Avant la Grande Guerre déjà, l’adolescent frayait dans les milieux wallons, à Charleroi comme à Mons. Inscrit en droit à l’Université libre de Bruxelles, Plisnier publie le recueil de ses premiers vers (1912), prête sa plume à plusieurs journaux et revues aux idées socialistes révolutionnaires et est de plus en plus attiré par l’action révolutionnaire. La Révolution russe le sensibilise au communisme. Fils d’un industriel progressiste, Plisnier rallie la Troisième Internationale (1919), puis le parti communiste (1921). Avocat inscrit au Barreau de Bruxelles, il ne plaide que dans les affaires qui concernent les ouvriers. Adhérant aux thèses de la Révolution permanente prônée par Trotsky, il est exclu de l’Internationale, par les Staliniens (1928), alors qu’il est membre du Praesidium juridique international. Par la suite, rejeté par les Trotskistes, Charles Plisnier devient un communiste déçu, qui se pose beaucoup de questions, avant de se tourner vers Dieu. Ce parcours atypique fait définitivement de Plisnier « un hérétique pour la majorité de ses contemporains » (la formule est de Ch. Bertin).

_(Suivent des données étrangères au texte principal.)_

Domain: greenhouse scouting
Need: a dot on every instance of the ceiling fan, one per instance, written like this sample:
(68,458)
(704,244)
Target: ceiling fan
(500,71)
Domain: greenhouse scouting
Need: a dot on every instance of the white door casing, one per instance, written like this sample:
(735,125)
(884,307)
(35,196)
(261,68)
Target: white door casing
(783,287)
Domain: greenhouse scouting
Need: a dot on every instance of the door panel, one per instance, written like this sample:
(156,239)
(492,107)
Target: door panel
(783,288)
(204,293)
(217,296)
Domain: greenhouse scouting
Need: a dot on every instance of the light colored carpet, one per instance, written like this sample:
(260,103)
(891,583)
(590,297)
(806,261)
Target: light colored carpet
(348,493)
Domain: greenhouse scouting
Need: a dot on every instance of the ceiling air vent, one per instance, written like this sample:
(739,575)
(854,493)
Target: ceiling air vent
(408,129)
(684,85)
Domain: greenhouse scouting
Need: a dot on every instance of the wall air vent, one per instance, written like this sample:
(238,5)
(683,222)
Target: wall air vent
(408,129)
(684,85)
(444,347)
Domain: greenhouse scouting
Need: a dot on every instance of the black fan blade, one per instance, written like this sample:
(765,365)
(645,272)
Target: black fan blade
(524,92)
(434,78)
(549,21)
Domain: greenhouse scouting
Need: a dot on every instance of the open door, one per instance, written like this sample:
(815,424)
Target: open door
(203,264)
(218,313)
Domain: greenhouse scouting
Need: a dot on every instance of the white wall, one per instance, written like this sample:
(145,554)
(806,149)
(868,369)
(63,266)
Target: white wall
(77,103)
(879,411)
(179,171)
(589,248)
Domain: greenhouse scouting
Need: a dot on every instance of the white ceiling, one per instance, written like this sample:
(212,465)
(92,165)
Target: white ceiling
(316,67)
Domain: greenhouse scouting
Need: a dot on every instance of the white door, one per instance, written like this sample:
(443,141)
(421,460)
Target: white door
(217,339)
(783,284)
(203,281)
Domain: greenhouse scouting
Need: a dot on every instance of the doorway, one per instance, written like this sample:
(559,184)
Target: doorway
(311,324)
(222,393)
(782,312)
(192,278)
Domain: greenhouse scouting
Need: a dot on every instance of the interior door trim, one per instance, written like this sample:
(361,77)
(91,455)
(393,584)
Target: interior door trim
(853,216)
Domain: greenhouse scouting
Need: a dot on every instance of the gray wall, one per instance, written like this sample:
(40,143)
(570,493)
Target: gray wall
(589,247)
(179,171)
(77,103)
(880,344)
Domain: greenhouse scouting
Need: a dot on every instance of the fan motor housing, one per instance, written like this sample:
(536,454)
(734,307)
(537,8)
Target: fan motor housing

La rupture avec le communisme ramène sa plume dans la main du poète : en moins de six ans, il publie onze volumes, où la poésie occupe la première part. Une poésie marquée par certaines libertés surréalistes. Une poésie où le vers est libre, la ponctuation absente. Puis vient son premier roman, Mariages (1936), qui remporte un éclatant succès de librairie. L’année suivante, Faux-Passeports est consacré par le Goncourt qui retient aussi – fait exceptionnel – Mariages. Ce recueil de nouvelles fait le bilan de son expérience de militant : est-il artiste ou politique ?
Renonçant au barreau, Plisnier part s’installer en France (1937) pour se consacrer exclusivement à l’écriture. 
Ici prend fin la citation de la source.